METHODS: Gastric cancer cell line SGC7901 employed in the study was treated with 0.008, 0.04, 0.2, 1, 5 and 25 μg·mL-1 of octreotide respectively for 24 h to evaluate the antiproliferative effect of somatostatin analog on the tumor cells by MTT assay method. To elucidate the underlying mechanism, the cells were exposed to 1 μg·mL-1 of octreotide for 0, 12, 24 and 48 h, when their Akt/PKB and telomerase activities were respectively determined using PCR-ELSIA and nonradioactive protein kinase assay protocols. The same experimental procedures were also performed in the control cells that were treated with corresponding vehicles instead of somatostatin analog.

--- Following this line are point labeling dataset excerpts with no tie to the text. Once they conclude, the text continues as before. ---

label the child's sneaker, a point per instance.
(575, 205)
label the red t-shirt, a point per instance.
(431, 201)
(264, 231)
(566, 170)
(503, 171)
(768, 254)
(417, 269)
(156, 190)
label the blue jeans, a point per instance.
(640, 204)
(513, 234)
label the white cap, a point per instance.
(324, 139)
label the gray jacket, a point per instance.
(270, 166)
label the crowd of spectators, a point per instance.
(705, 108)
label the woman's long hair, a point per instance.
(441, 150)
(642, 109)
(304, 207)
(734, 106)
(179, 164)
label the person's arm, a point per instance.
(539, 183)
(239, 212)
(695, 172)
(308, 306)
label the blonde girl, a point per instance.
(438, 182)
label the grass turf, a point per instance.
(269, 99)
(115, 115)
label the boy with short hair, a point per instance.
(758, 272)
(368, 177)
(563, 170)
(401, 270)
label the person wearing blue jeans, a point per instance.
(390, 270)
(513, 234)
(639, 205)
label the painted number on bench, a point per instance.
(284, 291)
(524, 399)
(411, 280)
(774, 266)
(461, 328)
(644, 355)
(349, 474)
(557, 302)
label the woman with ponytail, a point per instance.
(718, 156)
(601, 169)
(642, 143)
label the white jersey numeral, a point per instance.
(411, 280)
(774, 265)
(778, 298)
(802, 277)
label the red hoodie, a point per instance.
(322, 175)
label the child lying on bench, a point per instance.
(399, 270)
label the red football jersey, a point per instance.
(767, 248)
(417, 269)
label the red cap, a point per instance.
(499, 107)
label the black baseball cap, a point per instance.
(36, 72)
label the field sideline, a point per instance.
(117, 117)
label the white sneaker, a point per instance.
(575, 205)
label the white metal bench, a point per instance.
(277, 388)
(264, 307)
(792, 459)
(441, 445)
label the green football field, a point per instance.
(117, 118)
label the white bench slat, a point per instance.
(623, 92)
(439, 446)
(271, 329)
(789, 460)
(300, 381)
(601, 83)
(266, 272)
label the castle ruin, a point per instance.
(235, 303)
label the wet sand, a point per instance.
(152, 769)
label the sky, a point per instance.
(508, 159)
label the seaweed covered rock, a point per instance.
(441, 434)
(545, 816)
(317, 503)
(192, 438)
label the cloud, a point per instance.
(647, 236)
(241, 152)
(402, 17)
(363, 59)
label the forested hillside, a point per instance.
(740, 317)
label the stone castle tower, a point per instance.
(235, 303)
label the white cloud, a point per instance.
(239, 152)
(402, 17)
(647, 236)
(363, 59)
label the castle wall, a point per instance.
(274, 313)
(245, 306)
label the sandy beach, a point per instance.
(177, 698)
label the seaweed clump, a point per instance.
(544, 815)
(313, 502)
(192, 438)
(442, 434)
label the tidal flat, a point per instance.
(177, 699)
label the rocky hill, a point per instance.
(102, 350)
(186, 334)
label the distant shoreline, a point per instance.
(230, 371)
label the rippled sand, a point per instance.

RESULTS: After exposed to octreotide for 24 h at the concentrations of more than 1 μg·mL-1, SGC7901 cells exhibited a dose-dependent inhibition of growth with the inhibiting rate to be as high as 34.66% when 25 μg·mL-1 of octreotide was applied. The Akt/PKB and telomerase activity of SGC7901 cells was significantly inhibited when the cells were exposed to 1 μg·mL-1 of octreotide for 12, 24 and 48 h compared with that of their control counterparts (P < 0.01), both of which exhibited in a time-dependent manner.
CONCLUSION: The antiproliferative effect of octreotide on SGC7901 cells might be mediated by the inhibition of Akt/PKB and telomerase.